I come from python, where import behaves in a more namespaced style, and I have little background with R.
I am trying to develop an R application that is split into separate entities, but as far as I understand, R has no import as in python. From what I gathered:
- library is to import installed libraries, which have their own namespaces so the risk of conflict in the importing .R can be mitigated with
include.only
. - if you have code that is part of your application and not in an external library, you have to use source. From what I gathered, source basically is equivalent of slapping the whole content of the sourced.R file into the sourcing.R file.
I am discussing the second case here. not the first. I suspect that what happens in this case is that if you have multiple sourced.R that have the same symbols, they will conflict silently. From the python point of view, it is pretty much like import *
.
Here are the questions:
- am I correct in saying that the functions defined in sourced.R will all go in the global environment, not in their own environment?

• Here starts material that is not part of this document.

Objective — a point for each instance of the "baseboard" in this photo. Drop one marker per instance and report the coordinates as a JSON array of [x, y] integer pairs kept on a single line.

- what happens if you source something twice? does it get included twice?
- is there a technical or best practice solution to prevent accidental conflicts from sourced modules that happen to have the same symbol names?
Edit
This is an example after G. Grothendieck suggestion:
ex1.R
cat("hello")
source("whatever.R")
source("whatever.R", local=whatever <- new.env())
x()
whatever$x()
cat("whatever")
print(environment())
x <- function() {
print("x")
}
So, in principle, one could use this strategy to ensure that functions are not shoved all in the global namespace and conflict. However, it becomes a responsibility of the importing code, and additionally if any state is maintained and two pieces of code source the same module, they will end up with different environments and thus different state.
Bottom line is environments must be stateless.